Ah, Youth, Youth
A college education, once the privilege of the very few, is now being enjoyed by six times as many individuals as was the case during the last generation, recent statistics prove in establishing the fact that enrollment in our colleges, universities, professional and technical schools has jumped 600 per cent. Today 18 per cent of our population of college age is registered at institutions of higher learning. In 1900 a bare 3 per cent enjoyed such advantages.
The figures are significant. Chancellor Chase, of New York University, has pointed out that higher education "has ceased to be a matter of privilege for any class or group; it has become an opportunity for the many. And it bids fair to remain such an opportunity."

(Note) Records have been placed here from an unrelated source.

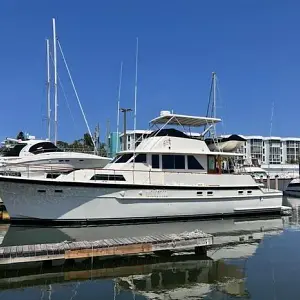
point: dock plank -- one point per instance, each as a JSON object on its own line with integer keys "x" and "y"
{"x": 105, "y": 247}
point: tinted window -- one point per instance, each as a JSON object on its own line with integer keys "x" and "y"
{"x": 108, "y": 177}
{"x": 168, "y": 162}
{"x": 115, "y": 159}
{"x": 155, "y": 161}
{"x": 173, "y": 162}
{"x": 193, "y": 163}
{"x": 43, "y": 147}
{"x": 179, "y": 162}
{"x": 15, "y": 151}
{"x": 142, "y": 158}
{"x": 124, "y": 158}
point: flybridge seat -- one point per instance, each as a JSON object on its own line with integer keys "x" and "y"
{"x": 169, "y": 132}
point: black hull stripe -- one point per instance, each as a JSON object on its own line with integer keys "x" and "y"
{"x": 122, "y": 186}
{"x": 248, "y": 213}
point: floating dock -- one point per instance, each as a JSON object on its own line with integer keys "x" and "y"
{"x": 105, "y": 248}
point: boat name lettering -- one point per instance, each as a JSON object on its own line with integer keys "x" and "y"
{"x": 156, "y": 193}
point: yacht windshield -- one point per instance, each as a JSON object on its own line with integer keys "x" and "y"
{"x": 44, "y": 147}
{"x": 14, "y": 151}
{"x": 122, "y": 158}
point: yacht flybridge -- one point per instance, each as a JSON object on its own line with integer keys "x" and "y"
{"x": 168, "y": 175}
{"x": 41, "y": 158}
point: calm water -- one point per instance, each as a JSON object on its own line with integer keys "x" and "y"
{"x": 268, "y": 269}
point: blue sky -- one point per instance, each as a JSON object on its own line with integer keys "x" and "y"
{"x": 254, "y": 46}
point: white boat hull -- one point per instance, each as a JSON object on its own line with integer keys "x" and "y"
{"x": 29, "y": 199}
{"x": 293, "y": 188}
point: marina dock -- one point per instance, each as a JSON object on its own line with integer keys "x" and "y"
{"x": 158, "y": 244}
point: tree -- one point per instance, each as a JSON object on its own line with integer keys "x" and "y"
{"x": 21, "y": 136}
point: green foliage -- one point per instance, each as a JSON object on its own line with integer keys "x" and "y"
{"x": 21, "y": 136}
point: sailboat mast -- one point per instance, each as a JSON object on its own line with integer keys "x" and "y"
{"x": 118, "y": 107}
{"x": 214, "y": 95}
{"x": 55, "y": 81}
{"x": 135, "y": 86}
{"x": 214, "y": 110}
{"x": 48, "y": 90}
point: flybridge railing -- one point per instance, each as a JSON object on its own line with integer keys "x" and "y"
{"x": 37, "y": 171}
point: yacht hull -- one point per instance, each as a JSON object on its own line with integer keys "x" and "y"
{"x": 293, "y": 189}
{"x": 42, "y": 200}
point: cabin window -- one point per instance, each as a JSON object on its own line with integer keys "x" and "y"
{"x": 155, "y": 161}
{"x": 115, "y": 159}
{"x": 179, "y": 162}
{"x": 193, "y": 163}
{"x": 141, "y": 158}
{"x": 173, "y": 162}
{"x": 124, "y": 158}
{"x": 211, "y": 164}
{"x": 108, "y": 177}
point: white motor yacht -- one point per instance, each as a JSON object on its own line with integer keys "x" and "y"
{"x": 168, "y": 175}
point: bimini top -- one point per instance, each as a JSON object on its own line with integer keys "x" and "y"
{"x": 193, "y": 121}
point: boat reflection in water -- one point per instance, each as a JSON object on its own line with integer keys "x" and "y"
{"x": 182, "y": 276}
{"x": 224, "y": 231}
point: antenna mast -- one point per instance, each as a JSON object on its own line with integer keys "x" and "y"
{"x": 135, "y": 86}
{"x": 48, "y": 90}
{"x": 118, "y": 107}
{"x": 55, "y": 81}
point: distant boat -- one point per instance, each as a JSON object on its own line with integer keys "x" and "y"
{"x": 42, "y": 159}
{"x": 226, "y": 144}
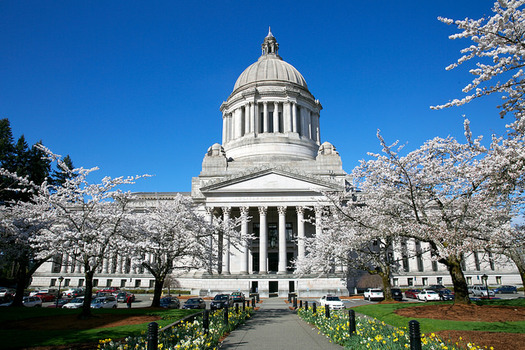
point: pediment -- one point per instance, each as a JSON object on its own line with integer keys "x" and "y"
{"x": 271, "y": 181}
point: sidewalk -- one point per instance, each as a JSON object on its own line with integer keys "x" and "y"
{"x": 276, "y": 327}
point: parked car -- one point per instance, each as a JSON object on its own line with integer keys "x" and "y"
{"x": 237, "y": 297}
{"x": 446, "y": 294}
{"x": 412, "y": 293}
{"x": 59, "y": 303}
{"x": 220, "y": 301}
{"x": 373, "y": 294}
{"x": 46, "y": 297}
{"x": 123, "y": 296}
{"x": 396, "y": 294}
{"x": 170, "y": 303}
{"x": 32, "y": 301}
{"x": 428, "y": 295}
{"x": 506, "y": 290}
{"x": 74, "y": 303}
{"x": 73, "y": 292}
{"x": 332, "y": 301}
{"x": 194, "y": 303}
{"x": 109, "y": 302}
{"x": 480, "y": 290}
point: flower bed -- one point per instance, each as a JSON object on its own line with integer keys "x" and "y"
{"x": 370, "y": 333}
{"x": 185, "y": 335}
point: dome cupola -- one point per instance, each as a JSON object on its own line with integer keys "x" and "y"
{"x": 270, "y": 114}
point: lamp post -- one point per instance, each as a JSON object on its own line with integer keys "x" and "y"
{"x": 60, "y": 279}
{"x": 484, "y": 278}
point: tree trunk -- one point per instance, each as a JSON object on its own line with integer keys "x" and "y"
{"x": 159, "y": 283}
{"x": 86, "y": 307}
{"x": 453, "y": 264}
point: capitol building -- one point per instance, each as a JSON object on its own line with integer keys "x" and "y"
{"x": 271, "y": 169}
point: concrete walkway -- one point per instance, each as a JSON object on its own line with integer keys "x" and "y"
{"x": 274, "y": 326}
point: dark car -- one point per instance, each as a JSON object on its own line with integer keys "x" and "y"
{"x": 170, "y": 303}
{"x": 220, "y": 301}
{"x": 194, "y": 303}
{"x": 396, "y": 294}
{"x": 238, "y": 297}
{"x": 412, "y": 293}
{"x": 506, "y": 289}
{"x": 446, "y": 294}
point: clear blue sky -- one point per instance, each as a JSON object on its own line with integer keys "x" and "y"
{"x": 135, "y": 87}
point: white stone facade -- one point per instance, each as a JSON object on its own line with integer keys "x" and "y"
{"x": 272, "y": 167}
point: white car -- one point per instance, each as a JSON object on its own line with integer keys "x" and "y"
{"x": 74, "y": 303}
{"x": 374, "y": 294}
{"x": 109, "y": 302}
{"x": 481, "y": 291}
{"x": 332, "y": 301}
{"x": 428, "y": 295}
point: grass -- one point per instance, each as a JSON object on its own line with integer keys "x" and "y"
{"x": 32, "y": 338}
{"x": 386, "y": 313}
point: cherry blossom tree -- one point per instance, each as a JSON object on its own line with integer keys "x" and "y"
{"x": 497, "y": 53}
{"x": 171, "y": 236}
{"x": 90, "y": 222}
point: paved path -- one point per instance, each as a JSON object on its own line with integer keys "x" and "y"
{"x": 275, "y": 327}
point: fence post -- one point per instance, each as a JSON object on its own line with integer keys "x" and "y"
{"x": 351, "y": 320}
{"x": 206, "y": 321}
{"x": 226, "y": 316}
{"x": 415, "y": 335}
{"x": 153, "y": 336}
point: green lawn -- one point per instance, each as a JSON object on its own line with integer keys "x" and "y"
{"x": 29, "y": 338}
{"x": 385, "y": 312}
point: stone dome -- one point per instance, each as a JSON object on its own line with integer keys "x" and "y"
{"x": 270, "y": 67}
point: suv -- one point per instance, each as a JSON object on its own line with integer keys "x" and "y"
{"x": 373, "y": 294}
{"x": 109, "y": 302}
{"x": 221, "y": 301}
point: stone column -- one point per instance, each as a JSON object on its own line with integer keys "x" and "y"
{"x": 263, "y": 241}
{"x": 276, "y": 117}
{"x": 294, "y": 117}
{"x": 301, "y": 250}
{"x": 282, "y": 240}
{"x": 226, "y": 266}
{"x": 265, "y": 116}
{"x": 244, "y": 244}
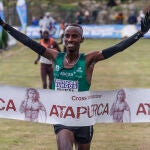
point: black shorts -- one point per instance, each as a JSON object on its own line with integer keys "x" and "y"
{"x": 82, "y": 135}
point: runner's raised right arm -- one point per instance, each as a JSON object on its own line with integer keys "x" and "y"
{"x": 35, "y": 46}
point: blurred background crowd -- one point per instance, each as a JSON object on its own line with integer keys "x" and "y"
{"x": 48, "y": 13}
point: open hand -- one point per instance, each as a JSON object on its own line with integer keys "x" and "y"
{"x": 145, "y": 23}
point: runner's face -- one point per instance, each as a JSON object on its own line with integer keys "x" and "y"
{"x": 72, "y": 38}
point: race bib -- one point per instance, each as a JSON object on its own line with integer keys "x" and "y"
{"x": 66, "y": 85}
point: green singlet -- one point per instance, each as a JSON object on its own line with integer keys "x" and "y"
{"x": 72, "y": 79}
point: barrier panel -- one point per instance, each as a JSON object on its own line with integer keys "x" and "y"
{"x": 75, "y": 108}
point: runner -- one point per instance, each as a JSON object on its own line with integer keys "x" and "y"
{"x": 73, "y": 72}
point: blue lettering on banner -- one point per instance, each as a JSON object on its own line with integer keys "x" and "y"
{"x": 66, "y": 85}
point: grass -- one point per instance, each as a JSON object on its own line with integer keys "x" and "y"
{"x": 128, "y": 69}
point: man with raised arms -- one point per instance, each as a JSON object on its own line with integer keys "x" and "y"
{"x": 73, "y": 72}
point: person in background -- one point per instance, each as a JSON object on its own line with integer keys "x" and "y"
{"x": 73, "y": 72}
{"x": 46, "y": 64}
{"x": 35, "y": 21}
{"x": 119, "y": 107}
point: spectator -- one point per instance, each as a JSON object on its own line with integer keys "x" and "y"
{"x": 140, "y": 16}
{"x": 35, "y": 21}
{"x": 119, "y": 18}
{"x": 86, "y": 17}
{"x": 52, "y": 29}
{"x": 45, "y": 21}
{"x": 79, "y": 18}
{"x": 132, "y": 19}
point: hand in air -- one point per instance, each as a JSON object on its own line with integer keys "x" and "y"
{"x": 145, "y": 23}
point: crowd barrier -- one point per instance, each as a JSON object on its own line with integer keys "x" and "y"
{"x": 75, "y": 108}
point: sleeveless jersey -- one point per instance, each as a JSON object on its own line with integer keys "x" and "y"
{"x": 46, "y": 45}
{"x": 72, "y": 79}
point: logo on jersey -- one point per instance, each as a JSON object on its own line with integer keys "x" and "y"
{"x": 66, "y": 85}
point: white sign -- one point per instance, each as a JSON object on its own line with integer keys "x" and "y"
{"x": 75, "y": 108}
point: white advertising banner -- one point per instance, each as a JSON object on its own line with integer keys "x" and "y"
{"x": 75, "y": 108}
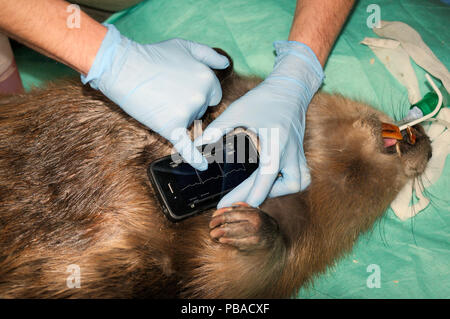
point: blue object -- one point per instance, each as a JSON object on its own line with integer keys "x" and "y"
{"x": 165, "y": 86}
{"x": 275, "y": 110}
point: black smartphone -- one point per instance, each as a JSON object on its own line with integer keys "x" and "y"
{"x": 184, "y": 191}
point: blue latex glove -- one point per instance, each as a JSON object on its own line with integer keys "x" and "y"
{"x": 278, "y": 104}
{"x": 165, "y": 86}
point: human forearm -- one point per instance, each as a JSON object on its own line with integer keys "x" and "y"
{"x": 317, "y": 23}
{"x": 42, "y": 25}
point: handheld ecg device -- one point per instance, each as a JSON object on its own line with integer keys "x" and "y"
{"x": 184, "y": 191}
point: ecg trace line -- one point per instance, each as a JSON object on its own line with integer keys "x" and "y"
{"x": 211, "y": 178}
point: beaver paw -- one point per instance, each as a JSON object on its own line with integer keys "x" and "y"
{"x": 244, "y": 227}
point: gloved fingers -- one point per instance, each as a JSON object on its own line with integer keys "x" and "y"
{"x": 188, "y": 151}
{"x": 213, "y": 133}
{"x": 267, "y": 173}
{"x": 287, "y": 183}
{"x": 207, "y": 55}
{"x": 289, "y": 179}
{"x": 239, "y": 193}
{"x": 215, "y": 95}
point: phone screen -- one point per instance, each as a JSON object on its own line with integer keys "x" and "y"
{"x": 185, "y": 191}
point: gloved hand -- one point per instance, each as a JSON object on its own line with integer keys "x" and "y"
{"x": 165, "y": 86}
{"x": 275, "y": 110}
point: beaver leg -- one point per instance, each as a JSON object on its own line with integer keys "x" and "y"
{"x": 243, "y": 227}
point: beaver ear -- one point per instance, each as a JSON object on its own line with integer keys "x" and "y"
{"x": 225, "y": 73}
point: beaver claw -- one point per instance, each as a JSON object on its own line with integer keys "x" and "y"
{"x": 244, "y": 227}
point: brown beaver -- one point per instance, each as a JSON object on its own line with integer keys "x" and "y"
{"x": 74, "y": 191}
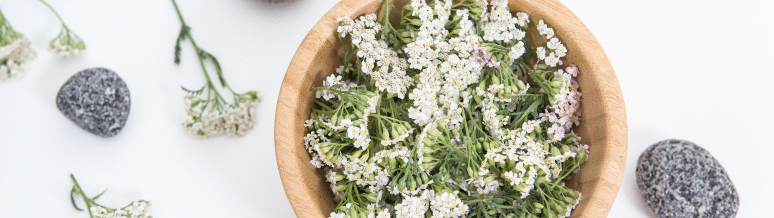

With the influx of youth to advanced educational institutions there has come a demand for a wider definition of the liberal education. Investigations by a government survey indicates that the average number and variety of courses offered today, compared with those of 25 years ago, is 500 per cent greater. And, in proportion, the range and variety of opportunities open to the average graduate are far more extensive today than was true 25 years ago.
On the whole, our institutions of higher learning have kept pace with swift-moving progress. Here and there appear isolated charges to the contrary, as for example, the recent attack on the Harvard engineering school. In the continuous extension of higher education -- liberal and technical -- to greater numbers of American youth lies one promising route to this country's salvation. A college education is not longer, as in the last decade, a privilege -- modern youth has found it an essential factor toward success. --The Dartmouth.